Baldwin’s attempt to justify the unjustifiable suggests he has failed to learn important lessons from history. He, and others who share his views, would do well to ponder why people went to the trouble of writing the Geneva Convention on Torture and why the United States and other nations purporting to be civilized were signatories to that document. Hint: It was another slow step along the path towards a civilized society. Reneging on that treaty and resurrecting these barbaric acts meant America made a U-turn on that desirable highway.
As for Baldwin’s claim of saving American lives, a solid case has been made that abuses of prisoners at Guantanamo, Bagram, Abu Ghraib and several “black sites” has contributed to more deaths and maimings of Americans than 9/11 because of a desire for revenge.
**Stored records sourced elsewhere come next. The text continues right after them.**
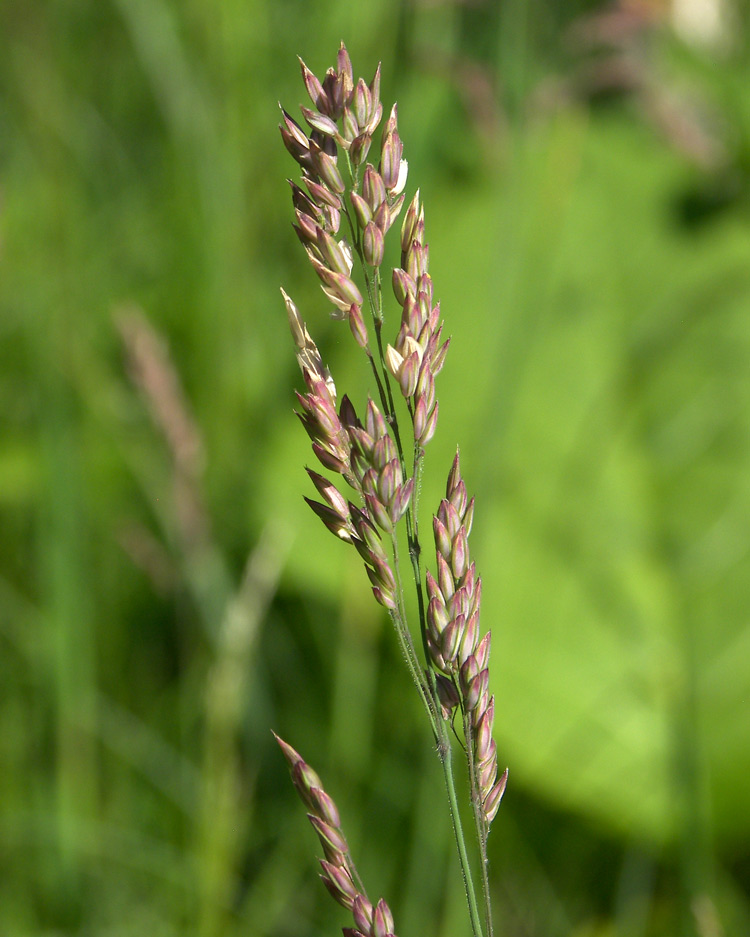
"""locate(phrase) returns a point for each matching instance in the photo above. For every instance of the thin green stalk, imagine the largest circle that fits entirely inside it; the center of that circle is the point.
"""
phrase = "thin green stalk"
(480, 824)
(445, 751)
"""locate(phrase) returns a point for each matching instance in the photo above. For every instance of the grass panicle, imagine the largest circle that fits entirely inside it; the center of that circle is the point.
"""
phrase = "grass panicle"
(344, 209)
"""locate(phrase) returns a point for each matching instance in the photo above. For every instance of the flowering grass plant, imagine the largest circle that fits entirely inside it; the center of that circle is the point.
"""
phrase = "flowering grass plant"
(345, 208)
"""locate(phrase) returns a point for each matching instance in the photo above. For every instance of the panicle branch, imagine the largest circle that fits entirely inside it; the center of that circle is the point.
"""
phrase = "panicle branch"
(339, 874)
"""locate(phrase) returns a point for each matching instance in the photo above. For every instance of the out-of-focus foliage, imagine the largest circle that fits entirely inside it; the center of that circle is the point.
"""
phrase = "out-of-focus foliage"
(165, 596)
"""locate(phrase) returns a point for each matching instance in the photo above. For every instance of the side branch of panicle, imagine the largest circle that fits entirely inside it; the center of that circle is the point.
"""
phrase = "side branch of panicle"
(453, 641)
(338, 872)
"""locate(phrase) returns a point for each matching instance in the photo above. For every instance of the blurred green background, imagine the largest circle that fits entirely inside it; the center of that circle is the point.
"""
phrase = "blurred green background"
(166, 598)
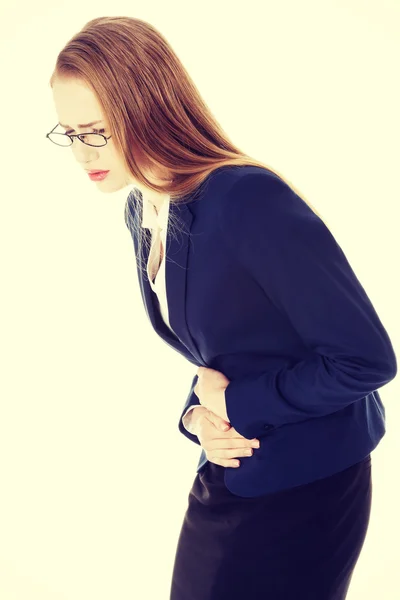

Our new chief spook, Admiral Blair said that useful information was obtained through “enhanced interrogations.” That was well reported. What he also said, but was scarcely reported, was that what information they received by these methods was not worth the cost. That cost can be measured in lives lost, vigilant enemies with long memories gained, and puncturing the myth of American moral stature.
Balwin and others sharing his view might also consider an old Chinese saying: He who strikes the first blow admits to having the weaker mind.